So I am tired of the use of the word “tragedy”—the Greeks’ original invention that grew out of a “goat song”. True, it has come to mean “calamity”, but tragedy’s essence is a central character, flawed rather than inherently evil, at war with, and at the mercy of, larger, immovable forces like fate, destiny, and the gods that overwhelm an Oedipus or Ajax—through a fatal flaw, hubris, or happenstance. The horrific resulting collision can bring education and even entertainment to an audience— Aeschylus’s “learning through pain.”
Sorry, Major Hasan just doesn’t rate.
He was not a “tragic” figure, just a tawdry murderous killer, who in premeditated fashion bought guns, planned his killings, and tried to locate his personal failings within some sort jihadist war against the West. Our slain soldiers were the result of an evil act, a one-sided horror story, not a collision of human and divine wills.
Enough of ‘Why did he do it?’
I am also tired of the asinine questioning, “Why did he do this?”—as if we are to be perplexed that Hasan the deep philosopher inexplicably committed mayhem. We have reached real Bathos, when talking heads ponder whether trying to contact al Qaeda is really that bad, or whether yelling “Allahu Akbar” as one blows apart human flesh is really an act connected to radical Islam.
(By the way, do we really, in the style of Mohammed Atta’s father, need another pathetic interview beamed from the Middle East with the aggrieved relative, who swears on television that his progeny could not have possibly done the crime?

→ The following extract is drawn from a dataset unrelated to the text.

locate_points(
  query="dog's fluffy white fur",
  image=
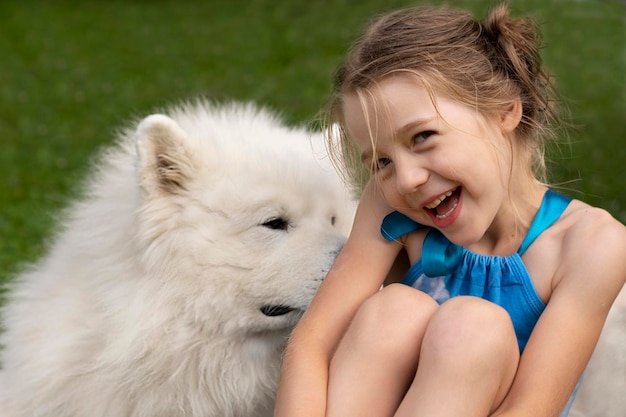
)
(175, 281)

And do we need another Western “thinker” writing that our armed forces attacking suspected al-Qaeda and Taliban in Predator strikes is the equivalent of Hasan shooting uniformed soldiers—as if those in uniform of a democratic state, training for or in war, are the same as those out of uniform committed to theocratic absolutism through the deliberate killing of civilians or the unarmed?
If we kill the non-combatant in Waziristan, it is through error mostly brought on by the deliberate terrorists’ use of “shields”; if Hasan does, it is by intent; those at Fort Dix are enlisted in a cause of freedom and consensual government; Hasan in his hour of carnage enlisted in a 7th-century cause to extinguish it.)